Joanna tightened her fingers on the remote. Of course she’d be young. Cliff had a pattern, and that pattern hadn’t changed as he aged. He was the most competitive person she’d ever met, driven by an insecurity that went bone deep. He wanted the highest TV ratings, the biggest crowds for public appearances, the longest waiting lists for his restaurants. When it came to women he wanted them younger and thinner, choosing them as carefully as he chose the ingredients he used in his kitchens. Fresh and seasonal.

On most days Joanna felt like someone past her sell-by date. She was forty. Were you supposed to feel like this at forty?

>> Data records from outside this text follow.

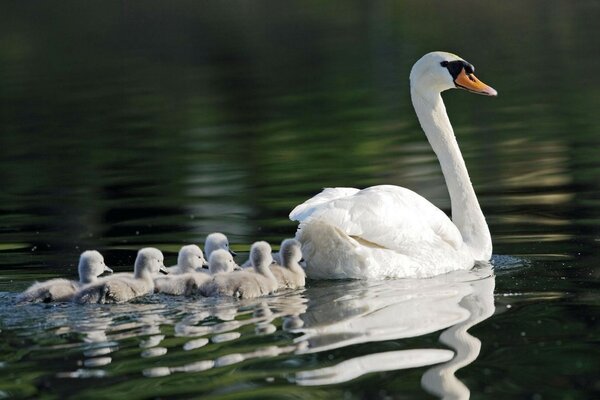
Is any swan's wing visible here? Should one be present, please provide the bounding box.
[290,188,360,221]
[290,185,463,254]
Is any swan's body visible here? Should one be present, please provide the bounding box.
[17,250,113,303]
[271,239,306,290]
[74,247,168,304]
[167,244,206,276]
[290,52,496,279]
[201,242,277,299]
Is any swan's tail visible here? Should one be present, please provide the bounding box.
[296,218,369,279]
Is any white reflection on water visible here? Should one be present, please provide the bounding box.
[296,265,495,399]
[0,265,495,399]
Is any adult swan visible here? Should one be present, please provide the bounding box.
[290,52,497,279]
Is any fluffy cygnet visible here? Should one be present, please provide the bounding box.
[154,249,236,296]
[74,247,168,304]
[271,239,306,289]
[17,250,113,303]
[167,244,206,275]
[208,249,237,275]
[204,232,237,260]
[201,242,277,299]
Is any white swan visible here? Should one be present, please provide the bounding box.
[201,242,277,299]
[271,239,306,289]
[167,244,206,275]
[73,247,168,304]
[290,52,497,279]
[17,250,113,303]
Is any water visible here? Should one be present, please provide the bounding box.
[0,1,600,399]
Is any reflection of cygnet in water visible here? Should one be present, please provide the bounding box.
[204,232,237,260]
[74,247,168,304]
[201,242,277,299]
[17,250,113,303]
[154,249,235,296]
[167,244,206,275]
[271,239,306,289]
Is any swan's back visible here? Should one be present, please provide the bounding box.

She’d wasted half her life on a man who had repeatedly let her down.

She stared at the TV, her gaze fixed on the smoking wreckage. Hadn’t she always said his libido would be the death of him?

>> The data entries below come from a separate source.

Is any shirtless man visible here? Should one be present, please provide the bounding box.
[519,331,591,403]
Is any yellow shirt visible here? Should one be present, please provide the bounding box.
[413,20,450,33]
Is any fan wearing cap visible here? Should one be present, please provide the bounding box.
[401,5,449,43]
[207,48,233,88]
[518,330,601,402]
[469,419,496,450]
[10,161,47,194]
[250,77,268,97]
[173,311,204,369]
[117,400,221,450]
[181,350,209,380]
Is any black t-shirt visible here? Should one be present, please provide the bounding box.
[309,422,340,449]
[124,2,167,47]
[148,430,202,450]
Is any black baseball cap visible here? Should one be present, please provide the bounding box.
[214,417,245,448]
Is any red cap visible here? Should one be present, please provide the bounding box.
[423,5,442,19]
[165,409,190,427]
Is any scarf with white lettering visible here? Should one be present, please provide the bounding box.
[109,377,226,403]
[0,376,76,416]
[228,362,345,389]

Her phone rang and she checked the screen.

Not a friend (did she have any true friends? It was something she often wondered), but Rita, Cliff’s personal assistant and his lover for the past six months.

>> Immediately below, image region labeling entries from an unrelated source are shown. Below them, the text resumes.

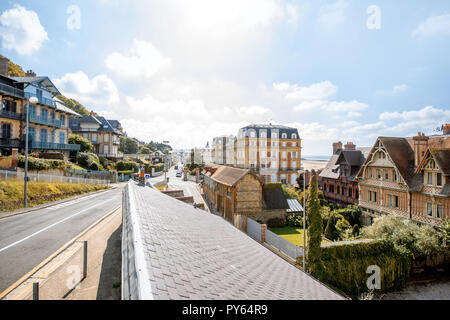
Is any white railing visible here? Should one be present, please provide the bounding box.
[0,170,110,185]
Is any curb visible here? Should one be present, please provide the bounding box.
[0,187,118,220]
[0,205,122,300]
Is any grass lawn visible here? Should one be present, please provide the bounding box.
[269,227,329,247]
[0,181,108,211]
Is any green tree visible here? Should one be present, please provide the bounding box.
[69,134,94,152]
[307,171,323,277]
[139,146,152,154]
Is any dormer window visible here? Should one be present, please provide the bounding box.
[436,172,442,187]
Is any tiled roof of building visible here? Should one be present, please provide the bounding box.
[263,184,289,210]
[55,99,81,117]
[211,166,250,187]
[430,148,450,176]
[287,199,303,213]
[379,137,414,186]
[123,182,344,300]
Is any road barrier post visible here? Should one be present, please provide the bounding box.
[33,282,39,300]
[83,241,87,279]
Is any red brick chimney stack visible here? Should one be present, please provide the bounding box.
[333,141,342,154]
[345,142,356,151]
[0,57,9,77]
[25,70,36,77]
[413,131,429,168]
[442,123,450,135]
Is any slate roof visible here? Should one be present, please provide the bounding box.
[263,184,289,210]
[69,114,122,135]
[211,166,250,187]
[240,124,300,139]
[123,182,344,300]
[55,99,81,117]
[379,137,414,187]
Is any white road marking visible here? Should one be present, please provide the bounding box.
[0,200,111,252]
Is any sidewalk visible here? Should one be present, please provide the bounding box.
[65,209,122,300]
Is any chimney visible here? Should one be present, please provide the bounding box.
[413,131,429,168]
[333,141,342,154]
[442,123,450,136]
[0,57,9,77]
[345,142,356,151]
[25,70,36,77]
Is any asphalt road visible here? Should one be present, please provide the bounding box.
[0,186,123,293]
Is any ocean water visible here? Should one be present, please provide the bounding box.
[302,156,330,161]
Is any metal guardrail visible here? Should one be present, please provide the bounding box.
[0,170,110,185]
[28,141,81,151]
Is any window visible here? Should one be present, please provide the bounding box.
[436,204,444,219]
[427,172,433,186]
[41,129,47,143]
[427,203,433,217]
[436,172,442,187]
[2,123,11,139]
[41,109,48,121]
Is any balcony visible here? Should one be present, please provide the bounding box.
[22,141,80,151]
[0,110,23,120]
[24,113,61,129]
[25,92,56,109]
[0,139,20,148]
[0,83,25,99]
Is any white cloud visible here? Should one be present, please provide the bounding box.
[377,84,409,95]
[318,0,349,31]
[412,14,450,39]
[273,81,337,101]
[54,71,120,107]
[105,40,171,78]
[380,106,450,122]
[0,5,48,55]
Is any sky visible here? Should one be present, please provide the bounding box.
[0,0,450,156]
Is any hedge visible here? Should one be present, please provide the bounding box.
[17,155,66,171]
[313,240,412,297]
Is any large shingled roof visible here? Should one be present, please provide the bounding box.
[123,182,344,300]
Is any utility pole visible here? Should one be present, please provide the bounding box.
[23,97,38,208]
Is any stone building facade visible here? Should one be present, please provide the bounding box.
[319,142,371,207]
[357,132,450,225]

Joanna didn’t want to talk to Rita. She didn’t want to talk to anyone. She knew from painful experience that anything she said would find its way into the media and be used to construct an image of her as a pathetic creature, worthy of pity. Whatever Cliff did, she somehow became the story. And no matter how much she told herself that it didn’t matter because they didn’t matter, and that the woman they wrote about wasn’t really her, she still found it distressing. Not only the intrusion and the inaccuracies, and there were many of those, but the constant reminder of her biggest mistake—not leaving him sooner.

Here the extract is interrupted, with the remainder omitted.